Newsweek Blunder

Must Newsweek magazine — one of the stars of the American press, so often shown as an example in our country — sink so low as to have such a front page this week? A photo of President Nicolas Sarkozy, with a rather distrustful expression, to illustrate this title: “A New Extremism in Europe.”

Newsweek is losing steam. It needs readers. But must it resort to journalistic prostitution? It’s true that the French press has not been very nice to George Bush, to say the least. Americans, annoyed at this, are now finding a way to get revenge.

Easy and dishonest: first, because the writer of the article is neither a journalist nor an American, but a working deputy in Great Britain. Denis MacShane delivers his opinion, one of a man who hasn’t liked France for quite a long time.
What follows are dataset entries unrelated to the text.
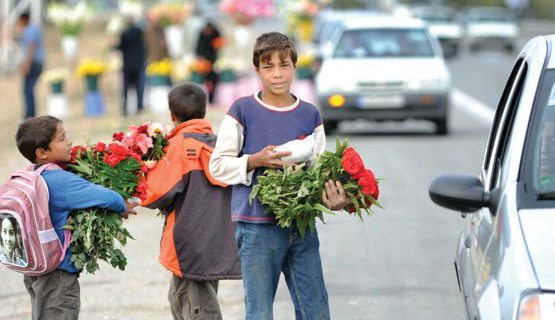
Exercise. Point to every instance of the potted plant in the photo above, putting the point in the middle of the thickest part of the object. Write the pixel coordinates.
(91, 70)
(70, 22)
(57, 99)
(171, 17)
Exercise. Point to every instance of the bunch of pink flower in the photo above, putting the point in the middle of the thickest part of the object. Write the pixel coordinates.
(135, 151)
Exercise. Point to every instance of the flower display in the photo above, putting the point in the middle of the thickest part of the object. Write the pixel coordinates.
(159, 68)
(121, 166)
(69, 19)
(56, 75)
(294, 194)
(171, 13)
(245, 11)
(91, 67)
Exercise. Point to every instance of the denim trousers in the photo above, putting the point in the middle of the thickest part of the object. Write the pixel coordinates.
(267, 250)
(29, 82)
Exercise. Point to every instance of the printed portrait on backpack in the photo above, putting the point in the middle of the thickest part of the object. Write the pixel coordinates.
(11, 242)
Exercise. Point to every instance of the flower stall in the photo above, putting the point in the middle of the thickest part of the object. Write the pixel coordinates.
(91, 70)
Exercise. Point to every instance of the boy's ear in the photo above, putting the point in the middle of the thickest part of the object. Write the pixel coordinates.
(41, 154)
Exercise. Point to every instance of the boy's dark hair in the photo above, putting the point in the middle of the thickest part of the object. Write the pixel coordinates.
(187, 101)
(268, 43)
(35, 133)
(25, 17)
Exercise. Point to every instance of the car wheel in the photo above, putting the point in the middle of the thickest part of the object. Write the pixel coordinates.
(442, 127)
(510, 47)
(330, 126)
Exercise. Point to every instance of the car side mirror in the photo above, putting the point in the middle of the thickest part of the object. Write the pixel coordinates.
(458, 192)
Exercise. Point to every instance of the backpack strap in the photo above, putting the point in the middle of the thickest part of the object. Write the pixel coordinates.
(67, 239)
(44, 167)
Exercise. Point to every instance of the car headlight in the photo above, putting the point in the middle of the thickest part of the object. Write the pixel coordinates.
(426, 84)
(536, 306)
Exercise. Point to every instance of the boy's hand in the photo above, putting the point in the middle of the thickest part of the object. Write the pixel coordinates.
(129, 209)
(334, 195)
(267, 158)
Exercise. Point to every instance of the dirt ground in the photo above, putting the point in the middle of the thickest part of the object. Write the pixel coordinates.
(140, 291)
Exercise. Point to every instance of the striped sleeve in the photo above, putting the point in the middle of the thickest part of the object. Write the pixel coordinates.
(225, 163)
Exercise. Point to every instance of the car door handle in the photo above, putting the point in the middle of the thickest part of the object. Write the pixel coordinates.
(468, 242)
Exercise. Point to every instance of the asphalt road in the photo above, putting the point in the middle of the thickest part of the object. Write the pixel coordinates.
(397, 264)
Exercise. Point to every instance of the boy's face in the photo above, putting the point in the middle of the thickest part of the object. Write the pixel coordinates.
(59, 149)
(277, 74)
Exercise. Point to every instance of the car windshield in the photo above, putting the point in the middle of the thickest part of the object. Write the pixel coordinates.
(384, 43)
(544, 150)
(491, 16)
(437, 16)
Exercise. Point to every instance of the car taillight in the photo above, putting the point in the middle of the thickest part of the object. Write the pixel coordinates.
(336, 101)
(529, 308)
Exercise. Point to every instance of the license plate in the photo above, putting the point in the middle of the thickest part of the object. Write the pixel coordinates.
(396, 101)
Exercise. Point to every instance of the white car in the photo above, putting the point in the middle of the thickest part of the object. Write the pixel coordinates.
(442, 24)
(505, 256)
(384, 68)
(490, 25)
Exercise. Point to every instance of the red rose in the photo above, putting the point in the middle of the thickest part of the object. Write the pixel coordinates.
(368, 183)
(144, 168)
(118, 136)
(352, 163)
(142, 129)
(100, 147)
(77, 152)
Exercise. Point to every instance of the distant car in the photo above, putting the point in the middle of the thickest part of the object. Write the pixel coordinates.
(505, 256)
(443, 24)
(490, 25)
(383, 68)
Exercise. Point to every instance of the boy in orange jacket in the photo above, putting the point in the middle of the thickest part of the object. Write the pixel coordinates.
(198, 244)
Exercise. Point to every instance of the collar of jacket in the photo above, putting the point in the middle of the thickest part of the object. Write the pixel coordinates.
(195, 125)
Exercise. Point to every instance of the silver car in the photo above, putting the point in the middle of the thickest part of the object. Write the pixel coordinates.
(505, 257)
(383, 68)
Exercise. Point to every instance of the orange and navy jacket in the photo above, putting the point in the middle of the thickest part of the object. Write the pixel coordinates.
(198, 240)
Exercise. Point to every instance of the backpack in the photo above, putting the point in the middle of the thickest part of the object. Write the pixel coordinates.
(28, 242)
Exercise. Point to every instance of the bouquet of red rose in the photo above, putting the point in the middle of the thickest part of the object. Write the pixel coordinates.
(294, 194)
(120, 166)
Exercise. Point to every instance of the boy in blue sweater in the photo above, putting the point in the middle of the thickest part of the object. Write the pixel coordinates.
(43, 140)
(248, 135)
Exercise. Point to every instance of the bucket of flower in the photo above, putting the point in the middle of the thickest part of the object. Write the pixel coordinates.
(121, 166)
(294, 194)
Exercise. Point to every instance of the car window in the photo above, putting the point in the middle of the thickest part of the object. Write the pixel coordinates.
(544, 151)
(505, 140)
(384, 43)
(498, 116)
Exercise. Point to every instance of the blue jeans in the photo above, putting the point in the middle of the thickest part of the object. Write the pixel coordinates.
(28, 89)
(267, 250)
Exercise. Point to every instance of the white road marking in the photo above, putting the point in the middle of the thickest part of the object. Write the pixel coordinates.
(473, 106)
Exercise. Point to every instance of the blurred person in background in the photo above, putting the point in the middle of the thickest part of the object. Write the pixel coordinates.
(208, 44)
(155, 40)
(132, 47)
(33, 60)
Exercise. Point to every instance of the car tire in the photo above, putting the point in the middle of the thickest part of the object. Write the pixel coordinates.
(442, 126)
(330, 126)
(510, 47)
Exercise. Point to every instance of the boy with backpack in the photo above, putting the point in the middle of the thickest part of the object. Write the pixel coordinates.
(44, 142)
(197, 244)
(249, 134)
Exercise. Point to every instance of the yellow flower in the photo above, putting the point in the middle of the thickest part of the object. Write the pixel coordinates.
(159, 68)
(305, 60)
(91, 67)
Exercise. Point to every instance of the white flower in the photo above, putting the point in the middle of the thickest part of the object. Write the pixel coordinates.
(150, 164)
(155, 128)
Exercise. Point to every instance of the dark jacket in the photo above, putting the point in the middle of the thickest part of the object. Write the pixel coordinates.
(132, 46)
(198, 242)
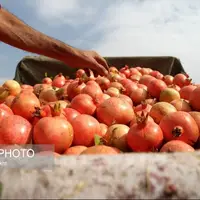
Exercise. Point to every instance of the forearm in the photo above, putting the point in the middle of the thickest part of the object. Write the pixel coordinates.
(16, 33)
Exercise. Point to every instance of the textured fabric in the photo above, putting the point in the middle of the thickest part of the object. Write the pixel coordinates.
(31, 70)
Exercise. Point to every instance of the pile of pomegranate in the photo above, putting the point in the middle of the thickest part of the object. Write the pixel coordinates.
(133, 109)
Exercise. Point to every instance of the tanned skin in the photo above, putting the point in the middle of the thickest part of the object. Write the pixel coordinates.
(16, 33)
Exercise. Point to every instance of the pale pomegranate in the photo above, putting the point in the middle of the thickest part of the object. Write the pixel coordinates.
(176, 146)
(58, 81)
(125, 70)
(168, 95)
(143, 107)
(38, 88)
(71, 114)
(196, 116)
(103, 129)
(9, 100)
(101, 149)
(54, 131)
(168, 79)
(138, 95)
(84, 104)
(85, 128)
(181, 105)
(134, 71)
(156, 74)
(24, 105)
(12, 86)
(47, 80)
(139, 117)
(146, 79)
(181, 80)
(112, 92)
(161, 109)
(126, 98)
(155, 87)
(15, 129)
(103, 82)
(186, 91)
(180, 126)
(75, 88)
(114, 111)
(194, 99)
(145, 136)
(75, 150)
(5, 111)
(116, 136)
(93, 89)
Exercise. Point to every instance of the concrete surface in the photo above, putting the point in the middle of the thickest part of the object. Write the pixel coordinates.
(126, 176)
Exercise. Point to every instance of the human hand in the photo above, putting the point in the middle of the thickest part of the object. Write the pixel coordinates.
(90, 59)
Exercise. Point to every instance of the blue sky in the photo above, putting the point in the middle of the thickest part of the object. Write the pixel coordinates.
(113, 28)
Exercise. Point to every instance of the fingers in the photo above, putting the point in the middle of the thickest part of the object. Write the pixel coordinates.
(102, 61)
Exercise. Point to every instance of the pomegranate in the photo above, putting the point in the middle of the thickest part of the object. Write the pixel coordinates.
(47, 80)
(145, 136)
(160, 109)
(114, 111)
(84, 104)
(54, 131)
(125, 70)
(194, 99)
(116, 136)
(150, 101)
(126, 98)
(196, 116)
(75, 150)
(155, 87)
(103, 82)
(176, 146)
(181, 105)
(134, 71)
(176, 87)
(156, 74)
(103, 129)
(62, 104)
(139, 118)
(169, 94)
(181, 80)
(12, 86)
(93, 89)
(117, 85)
(58, 81)
(9, 100)
(75, 88)
(112, 92)
(50, 95)
(85, 128)
(71, 114)
(180, 126)
(143, 107)
(186, 91)
(15, 129)
(146, 79)
(38, 88)
(129, 87)
(168, 79)
(137, 95)
(5, 111)
(101, 99)
(135, 77)
(24, 105)
(101, 149)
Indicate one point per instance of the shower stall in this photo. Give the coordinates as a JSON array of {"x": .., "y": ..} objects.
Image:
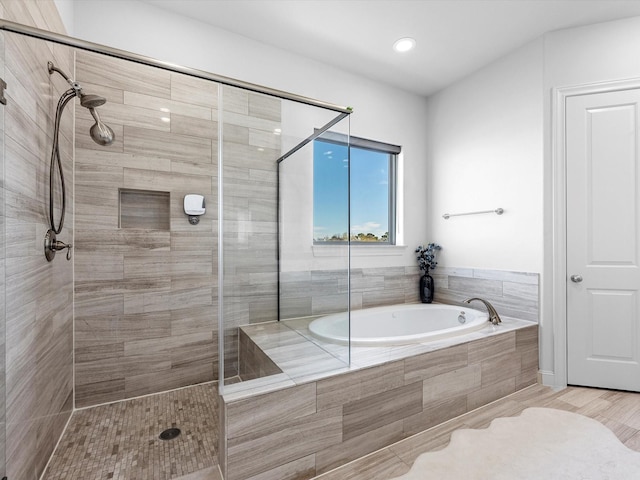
[{"x": 147, "y": 301}]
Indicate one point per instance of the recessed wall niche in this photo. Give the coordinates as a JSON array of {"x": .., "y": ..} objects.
[{"x": 146, "y": 209}]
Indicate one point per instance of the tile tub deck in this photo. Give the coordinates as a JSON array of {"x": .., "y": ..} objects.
[{"x": 320, "y": 413}]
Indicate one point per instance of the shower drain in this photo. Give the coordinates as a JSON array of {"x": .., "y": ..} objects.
[{"x": 170, "y": 434}]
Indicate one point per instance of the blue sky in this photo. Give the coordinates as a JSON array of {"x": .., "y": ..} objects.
[{"x": 369, "y": 190}]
Next, this front page doesn’t correspond at all to the inside three-page article, which is dedicated rather to the emergence of the far right into the Swedish parliament. Only a few lines are reserved for the French political situation, and to the expulsion of the Gypsies. It really is robbery. Where’s the information?

True, things aren’t exactly perfect in France, and Sarkozy has a lot of faults. But to make him look like an extremist really rings of the same “over-the-top” business as those who said, not long ago, that Bush was worse than his enemy, Saddam Hussein.